The sunflower plants Prasad studied were cultivated under Mathew’s supervision in the greenhouse to protect them from biotic stressors, such as diseases, weeds and insects.
Prasad’s work was supported by the SDSU Research and Scholarship Fund. Doctoral student Mukesh Roy worked on the project through funding from the Department of Mechanical Engineering.
Examining stem structure
“Annual plants are a good template to design flexible polymer composites,” Prasad said. Though trees grow radially outward once matured, annual plants, such as sunflowers, grow longitudinally during their short life cycle. To see how the vascular tissues within the plant stem change as they grow, the researchers examined a non-oilseed sunflower variety, collecting samples at four, six, eight and 10 weeks, which is when the plant begins flowering.
“At week four, we could only measure the girth because the stem was too soft for sectioning,” Prasad said, noting that she and Roy also had to figure out how to analyze the tissues.
Surprisingly, the number of vascular tissue cells do not increase, but the shape and thickness of the cell walls change considerably to accommodate mechanical and biological demands, Prasad explained.
At first, the cells are non-uniform cylinders, but as the plant grows, they take on a uniform circular cross-section, with their diameter and wall thickness also increasing. Correspondingly, the internal soft food storage cells in the stem pith decrease and the vascular tissues widen to accommodate the flow of water and nutrients.
“All of these internal modifications influence the load carrying capacity and flow conduction properties,” Prasad said.
Inspiring composite material design
“We are looking at the plant cell wall as inspiration for composite design and the cellulose within as biomaterial for manufacturing,” said Prasad, whose research group is developing the infrastructure to incorporate cellulose nanofibers into structural engineering materials and biomaterials for medical applications.
This summer, Prasad is using her research on plant structure as a basis for designing composite materials for aerospace and defense applications through a U.S. Air Force Research Laboratory Summer Faculty Fellowship.
“The stem is a fiber-reinforced structure and cellulose is the building block of that fiber,” she noted. Determining how the cell’s structure handles strain may help engineers use those mechanics to design flexible composites.
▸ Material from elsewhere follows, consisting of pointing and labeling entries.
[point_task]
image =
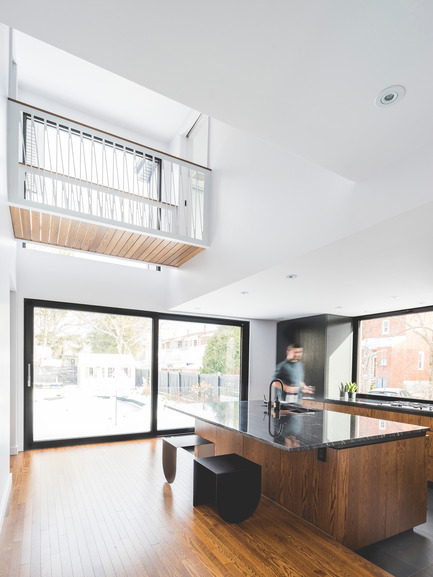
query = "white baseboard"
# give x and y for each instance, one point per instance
(5, 499)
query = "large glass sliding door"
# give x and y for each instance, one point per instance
(95, 374)
(198, 361)
(91, 374)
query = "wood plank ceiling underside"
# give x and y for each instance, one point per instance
(64, 232)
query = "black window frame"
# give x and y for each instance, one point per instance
(31, 304)
(357, 320)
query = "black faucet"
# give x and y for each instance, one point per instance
(270, 391)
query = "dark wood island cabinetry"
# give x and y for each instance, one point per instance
(359, 479)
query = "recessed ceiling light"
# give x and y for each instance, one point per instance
(389, 96)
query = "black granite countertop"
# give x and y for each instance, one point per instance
(291, 431)
(398, 405)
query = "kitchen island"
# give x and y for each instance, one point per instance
(359, 479)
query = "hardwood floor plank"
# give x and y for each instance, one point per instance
(106, 511)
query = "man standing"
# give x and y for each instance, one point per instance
(291, 372)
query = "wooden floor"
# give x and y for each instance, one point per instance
(106, 511)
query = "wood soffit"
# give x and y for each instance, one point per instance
(68, 233)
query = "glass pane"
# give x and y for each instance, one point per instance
(197, 362)
(395, 356)
(91, 374)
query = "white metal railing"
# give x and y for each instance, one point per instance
(64, 167)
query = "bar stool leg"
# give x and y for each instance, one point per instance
(238, 495)
(169, 457)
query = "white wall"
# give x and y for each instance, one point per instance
(40, 101)
(7, 281)
(263, 344)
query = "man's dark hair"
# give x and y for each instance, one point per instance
(294, 346)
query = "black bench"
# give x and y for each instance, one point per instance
(230, 482)
(194, 444)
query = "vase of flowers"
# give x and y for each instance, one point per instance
(352, 387)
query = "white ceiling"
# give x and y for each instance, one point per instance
(321, 64)
(61, 77)
(318, 66)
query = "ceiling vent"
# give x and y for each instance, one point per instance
(389, 96)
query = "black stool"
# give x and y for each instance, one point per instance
(194, 444)
(230, 482)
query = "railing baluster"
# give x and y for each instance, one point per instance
(129, 185)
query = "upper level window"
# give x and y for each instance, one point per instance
(421, 360)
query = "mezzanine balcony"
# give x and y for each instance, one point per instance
(75, 187)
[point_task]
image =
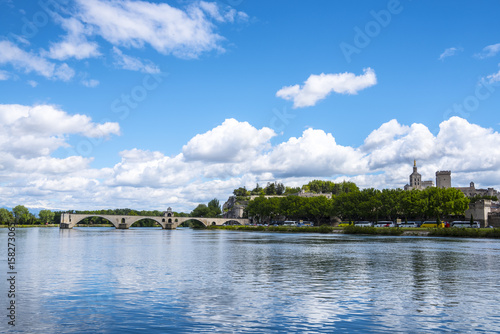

Furthermore, different layers within the cell wall grow in unison, touching one another without breaking apart, Prasad pointed out. Understanding the underlying structural basis of this adhesive contact can provide inspiration for the design of composite materials.
Next, she is examining structural changes in soybeans based on the amount of water and nutrients they receive. To do this, Prasad is working with SDSU associate professor Sen Subramanian, whose expertise is in plant genetics and molecular biology.